Die Eindämmungsmaßnahmen und die Überlastung der Krankenhausabteilungen wirkten sich stark auf die Diagnose-, Betreuungs- und Behandlungszeiten von Krebspatienten aus, während die chirurgische Aktivität zurückging, um Platz für Covid19-Patienten zu schaffen, was den Einsatz der Strahlentherapie als Behandlungsoption mit oftmals kurzen Sitzungen, die ein Minimum an physischem Kontakt mit dem Patienten ermöglichen, begünstigte.

Bereits zu Beginn der Epidemie gaben internationale Expertengruppen Empfehlungen zum Umgang mit der Behandlung je nach Krebsart und geplanter Behandlungsstrategie ab. Dieser Vermerk soll einen kurzen Überblick über die Auswirkungen von Covid19 auf die Strahlentherapieabteilungen und die Maßnahmen geben, die ergriffen wurden, um ihre Tätigkeit während dieser beispiellosen Gesundheitskrise aufrechtzuerhalten.
Wir werden uns insbesondere mit den häufigsten Krebsarten beschäftigen, für die es in der Literatur mehr Daten gibt, nämlich Brust-, Prostata-, HNO- und Lungenkrebs. Da die Literatur zu diesem Thema in den Ländern Europas und Nordamerikas umfangreicher ist, werden sich die in diesem Dokument behandelten Daten hauptsächlich auf diese geografischen Gebiete beziehen.

Empfehlungen von Expertengruppen

Im April 2020, als in den meisten Ländern Europas und Nordamerikas gerade der Gesundheitsnotstand ausgerufen wurde, schlossen sich ESTRO und ASTRO zusammen, um Empfehlungen für die Behandlung bestimmter Krebsarten zu verbreiten.1,2 Die ESTRO und die ASTRO schlossen sich zusammen, um Empfehlungen für die Behandlung bestimmter Krebsarten zu verbreiten.

In diesen Empfehlungen werden zwei Szenarien berücksichtigt: früh (deutliche Verschlechterung der Nutzen-Risiko-Abwägung aufgrund einer potenziellen Covid19-Kontamination während der Behandlung) und spät (deutliche Reduzierung der Ressourcen für die Strahlentherapie).
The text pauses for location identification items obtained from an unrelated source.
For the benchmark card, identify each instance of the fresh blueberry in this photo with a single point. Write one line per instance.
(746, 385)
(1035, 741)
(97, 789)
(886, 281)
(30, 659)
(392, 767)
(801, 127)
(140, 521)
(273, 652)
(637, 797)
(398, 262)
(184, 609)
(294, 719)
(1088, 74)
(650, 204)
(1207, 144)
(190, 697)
Diese Empfehlungen haben deutlich gemacht, in welchen Fällen Behandlungen priorisiert, modifiziert, verschoben oder abgebrochen werden sollten, je nach dem Gesamtzustand des Patienten (Covid19-positiver Patient, Risiko des Krebsfortschritts, Chancen auf eine erfolgreiche Behandlung usw.) und der zuerst in Betracht gezogenen Behandlungsstrategie.
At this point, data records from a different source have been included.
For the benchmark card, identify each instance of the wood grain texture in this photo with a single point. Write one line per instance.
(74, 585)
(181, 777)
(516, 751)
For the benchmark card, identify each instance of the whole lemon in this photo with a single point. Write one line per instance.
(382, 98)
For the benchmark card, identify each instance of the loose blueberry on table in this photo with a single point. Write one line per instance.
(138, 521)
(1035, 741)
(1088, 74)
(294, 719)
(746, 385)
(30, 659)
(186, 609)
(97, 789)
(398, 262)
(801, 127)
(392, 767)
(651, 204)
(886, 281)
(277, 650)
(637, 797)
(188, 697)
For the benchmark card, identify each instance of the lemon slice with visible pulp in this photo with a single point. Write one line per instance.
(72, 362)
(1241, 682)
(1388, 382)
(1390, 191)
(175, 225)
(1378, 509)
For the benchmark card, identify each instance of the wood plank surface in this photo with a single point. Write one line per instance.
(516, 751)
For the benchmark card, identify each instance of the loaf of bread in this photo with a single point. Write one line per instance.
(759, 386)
Zu diesen Empfehlungen gehört, dass die Behandlung bei einem Covid-19-positiven Patienten unabhängig vom Krebsgrad unterbrochen oder verschoben werden sollte. Ein weiteres Beispiel: Die Hypofraktionierung (Verringerung der Anzahl der Sitzungen durch Erhöhung der in jeder Sitzung abgegebenen Dosis) sollte so bald wie möglich als Alternative zu einer normalen Fraktionierung in Betracht gezogen werden, außer bei gleichzeitiger Chemotherapie.

Die Situation in Europa
Zur gleichen Zeit zeigte eine erste europaweite Studie, dass etwas weniger als die Hälfte der Strahlentherapiebehandlungen von Brustkrebs von COVID 19 betroffen waren: 23,4% erhielten eine Hypofraktionierung, 22,6% wurden verschoben und 2,1% mussten ihre Behandlungssitzungen in eine andere Einrichtung verlegen.3.
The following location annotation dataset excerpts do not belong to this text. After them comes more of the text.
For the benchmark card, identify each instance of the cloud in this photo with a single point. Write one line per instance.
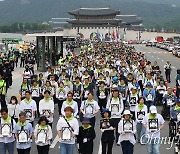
(24, 1)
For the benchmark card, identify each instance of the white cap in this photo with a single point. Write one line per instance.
(126, 112)
(153, 109)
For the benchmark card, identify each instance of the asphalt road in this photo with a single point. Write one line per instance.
(152, 54)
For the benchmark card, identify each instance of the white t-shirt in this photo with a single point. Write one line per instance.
(13, 110)
(89, 108)
(113, 102)
(146, 122)
(74, 107)
(9, 138)
(46, 108)
(30, 106)
(144, 111)
(73, 123)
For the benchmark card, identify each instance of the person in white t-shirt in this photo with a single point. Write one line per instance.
(28, 105)
(153, 122)
(140, 113)
(13, 108)
(46, 107)
(70, 102)
(89, 108)
(42, 129)
(67, 129)
(6, 135)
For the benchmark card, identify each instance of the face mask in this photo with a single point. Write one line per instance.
(13, 101)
In der Schweiz ergab eine nationale Studie, dass im April 2020 fast die Hälfte der Strahlentherapieabteilungen (43%) mit Covid-19-Patienten konfrontiert waren und 73% einen Rückgang ihrer täglichen Aktivitäten verzeichneten4. Eine der Folgen war ein Anstieg der hypofraktionierten Behandlungen bei Brustkrebs (von 64% im Jahr 2019 auf 82% während der Epidemie), eine Verschiebung der Behandlung von Prostatakrebs bei Patienten mit niedrigem Grad, mittlerem Grad und günstigem mittleren Grad in 90,9% der Abteilungen.

In England ging die Aktivität in der Strahlentherapie 2020 im Vergleich zu 2019 drastisch zurück (-19,9% im April, -6,2% im Mai und -11,6% im Juni), wobei vor allem Patienten über 70 Jahre weniger behandelt wurden.5 und ein Rückgang von 77% und Strahlentherapiebehandlungen von Prostatakrebs im April beobachtet. Im Gegensatz dazu ist bei Speiseröhren- und Blasenkrebs ein Anstieg der Strahlentherapiesitzungen um 41,2% bzw. 64,2% zu verzeichnen, und die Anwendung ultrahypofraktionierter Behandlungen steigt zwischen 2019 und 2025 von 0,2% auf 60,6%.

Eine von ESTRO im September veröffentlichte Umfrage von zeigt, dass von 139 Strahlentherapiezentren in Europa 58% den Behandlungsbeginn für neue Patienten verzögern mussten und 78% Telemedizin für die klinische Beurteilung oder die Nachsorge nach der Behandlung von Patienten einsetzten6. In 60% der Zentren wurde ein Rückgang des Patientenvolumens um 25% beobachtet, der hauptsächlich auf Behandlungsverschiebungen oder Personalabbau (verursacht durch Kinderbetreuer oder krankes Personal/Fallkontakte) zurückzuführen war. Wie von ESTRO und ASTRO mitgeteilt, waren die am häufigsten berichteten Behandlungen Prostatakrebs, nicht-maligne Indikationen, niedriggradiger Brustkrebs und nicht-emergente palliative Krebserkrankungen.
Die Situation in Nordamerika
Auf der anderen Seite des Atlantiks, am Universitätsklinikum Montreal, ist der Trend seit März 2020 derselbe: Im Vergleich zu 2019 ist die Arbeitsbelastung in der Strahlentherapieabteilung um 12% gesunken, eine Reduzierung der Anzahl der Sitzungen um durchschnittlich 11% (die Krebsarten, bei denen die Sitzungen am stärksten reduziert wurden, sind Prostata- und Brustkrebs, Magen-Darm-Krebs und palliative Fälle).7. Eine Kategorisierung der Patienten erfolgt nach dem Grad der Erkrankung und dem klinischen Nutzen der Strahlentherapie unter Beachtung der von der ASTRO bereitgestellten Empfehlungen.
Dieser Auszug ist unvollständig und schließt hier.